问题
I've been able to track down basic head/tail functionality:
head -10 myfile <==> cat myfile | select -first 10
tail -10 myfile <==> cat myfile | select -last 10
But if I want to list all lines except the last three or all lines except the first three, how do you do that? In Unix, I could do "head -n-3" or "tail -n+4". It is not obvious how this should be done for PowerShell.
回答1:
Like the -First and -Last parameters, there is also a -Skip parameter that will help. It is worth noting that -Skip is 1 based, not zero.
# this will skip the first three lines of the text file
cat myfile | select -skip 3
I am not sure PowerShell has something that gives you back everything except the last n lines pre-built. If you know the length you could just subtract n from the line count and use the -First parameter from select. You could also use a buffer that only passes lines through when it is filled.
function Skip-Last {
param (
[Parameter(Mandatory=$true,ValueFromPipeline=$true)][PsObject]$InputObject,
[Parameter(Mandatory=$true)][int]$Count
)
begin {
$buf = New-Object 'System.Collections.Generic.Queue[string]'
}
process {
if ($buf.Count -eq $Count) { $buf.Dequeue() }
$buf.Enqueue($InputObject)
}
}
As a demo:
# this would display the entire file except the last five lines
cat myfile | Skip-Last -count 5
回答2:
Useful information is spread across other answers here, but I think it is useful to have a concise summary:
All lines except the first three
1..10 | Select-Object -skip 3
returns (one per line): 4 5 6 7 8 9 10
All lines except the last three
1..10 | Select-Object -skip 3 -last 10
returns (one per line): 1 2 3 4 5 6 7
That is, you can do it with built-in PowerShell commands, but there's that annoyance of having to specify the size going in.

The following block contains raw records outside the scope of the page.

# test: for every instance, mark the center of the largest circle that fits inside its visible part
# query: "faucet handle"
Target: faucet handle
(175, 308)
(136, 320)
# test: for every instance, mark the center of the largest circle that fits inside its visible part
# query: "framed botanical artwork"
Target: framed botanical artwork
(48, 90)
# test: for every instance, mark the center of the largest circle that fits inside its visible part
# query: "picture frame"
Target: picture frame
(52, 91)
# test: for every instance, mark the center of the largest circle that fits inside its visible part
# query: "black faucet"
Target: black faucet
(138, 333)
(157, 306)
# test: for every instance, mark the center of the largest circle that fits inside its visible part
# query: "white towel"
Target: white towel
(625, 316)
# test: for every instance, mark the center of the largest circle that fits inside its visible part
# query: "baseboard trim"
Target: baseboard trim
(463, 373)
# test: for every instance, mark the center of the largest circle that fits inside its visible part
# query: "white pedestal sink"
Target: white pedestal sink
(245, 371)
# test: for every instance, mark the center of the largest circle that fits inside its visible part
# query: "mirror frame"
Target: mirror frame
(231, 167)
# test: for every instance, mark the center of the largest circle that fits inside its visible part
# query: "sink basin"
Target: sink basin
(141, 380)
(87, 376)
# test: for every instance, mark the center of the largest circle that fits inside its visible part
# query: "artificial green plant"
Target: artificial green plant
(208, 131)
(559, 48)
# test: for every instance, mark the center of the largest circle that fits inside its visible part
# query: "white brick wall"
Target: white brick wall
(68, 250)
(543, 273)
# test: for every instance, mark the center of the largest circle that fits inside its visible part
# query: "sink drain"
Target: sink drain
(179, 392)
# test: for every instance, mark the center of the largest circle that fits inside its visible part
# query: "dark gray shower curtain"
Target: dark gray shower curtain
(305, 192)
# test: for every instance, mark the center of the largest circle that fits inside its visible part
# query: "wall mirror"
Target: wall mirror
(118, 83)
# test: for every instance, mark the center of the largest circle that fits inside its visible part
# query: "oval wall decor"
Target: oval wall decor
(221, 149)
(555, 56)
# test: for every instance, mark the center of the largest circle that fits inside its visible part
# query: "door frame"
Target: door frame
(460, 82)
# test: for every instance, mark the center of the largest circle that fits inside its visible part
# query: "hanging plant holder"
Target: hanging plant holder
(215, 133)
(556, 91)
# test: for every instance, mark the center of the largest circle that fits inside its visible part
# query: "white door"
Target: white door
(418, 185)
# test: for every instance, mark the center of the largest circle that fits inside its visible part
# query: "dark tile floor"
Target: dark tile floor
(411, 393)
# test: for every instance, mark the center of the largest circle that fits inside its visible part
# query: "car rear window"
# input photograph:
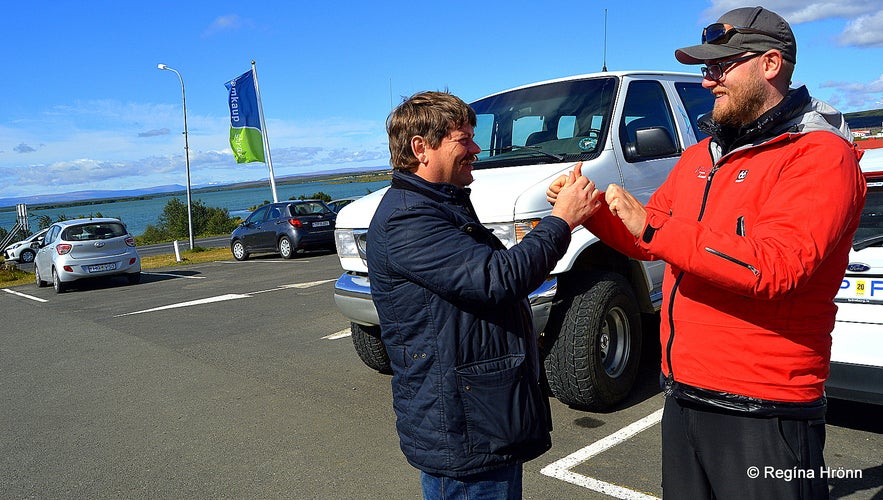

A simple workaround is to just use a constant larger than any possible input and you will not need to know the size a priori:
1..10 | Select-Object -skip 3 -last 10000000
returns (one per line): 1 2 3 4 5 6 7
A cleaner syntax is to use, as Keith Hill suggested, the Skip-Object cmdlet from PowerShell Community Extensions (the Skip-Last function in Goyuix's answer performs equivalently but using PSCX saves you from having to maintain the code):
1..10 | Skip-Object -last 3
returns (one per line): 1 2 3 4 5 6 7
First three lines
1..10 | Select-Object –first 3
returns (one per line): 1 2 3
Last three lines
1..10 | Select-Object –last 3
returns (one per line): 8 9 10
Middle four lines
(This works because the -skip
is processed before the -first
, regardless of the order of parameters in the invocation.)
1..10 | Select-Object -skip 3 -first 4
returns (one per line): 4 5 6 7
回答3:
If you're using the PowerShell Community Extensions, there is a Take-Object cmdlet that will pass thru all output except the last N items e.g.:
30# 1..10 | Skip-Object -Last 4
1
2
3
4
5
6
回答4:
You can do it like this:
[array]$Service = Get-Service
$Service[0] #First Item
$Service[0..2] #First 3 Items
$Service[3..($Service.Count)] #Skip the first 3 lines
$Service[-1] #Last Item
$Service[-3..-1] #Last 3 Items
$Service[0..($Service.Count -4)] #Skip the last 3 lines
回答5:
All but the last n
can be done with
... | select -skiplast $n
回答6:
All but the first n
can be done with
... | Select -skip $n
However all "but the last m
" has nothing inbuilt. It is doable loading the whole input into an array to get the length – of course for large input that can put unreasonable demands on memory.